Eversheds Sutherland LLP
- Headquarters: London, United Kingdom & Atlanta, Georgia
- No. of offices: 72
- No. of lawyers: 2,511 (2025)
- No. of employees: More than 4,000
- Major practice areas: General practice, commercial practice
- Date founded: 1988 (Eversheds LLP) 1924 (Sutherland Asbill & Brennan LLP) 2017 (Eversheds Sutherland LLP)
- Company type: Limited liability partnership
- Website: eversheds-sutherland.com

= Eversheds Sutherland =

Multinational law firm

Eversheds Sutherland is a global multinational law practice created by a combination of law firms Eversheds LLP and Sutherland Asbill & Brennan LLP, in February 2017, and is one of the 50 largest law practices in the world.

==History==
Between 2008 and 2010, Eversheds had four rounds of redundancies and cut a total of around 730 jobs, the largest staff reductions of any UK-based law firm in that period.

In May 2011, Eversheds merged with the law consortium KSLG, which comprised Dhabaan & Partners in Saudi Arabia; Khasawneh & Associates in the UAE; and Sanad Law Group in Jordan and Iraq.

In 2013, Eversheds split from its South African arm, which rebranded to its former name, Routledge Modise.

In January 2026, the company established a US Innovation Department focused on AI, technology, data and process improvements.

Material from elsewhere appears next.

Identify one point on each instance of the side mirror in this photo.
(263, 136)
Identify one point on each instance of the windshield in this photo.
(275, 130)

The department, led by Senior Director Katrina Dittmer, consolidated functions including data and analytics, research and knowledge services, legal technology, client-facing technologies, and change management and adoption.

In July 2026, Eversheds Sutherland took possession of its new Birmingham office at Three Chamberlain Square, part of the Paradise redevelopment in Birmingham city centre. The firm said its approximately 500-person Birmingham team would move into two floors of the building in summer 2027.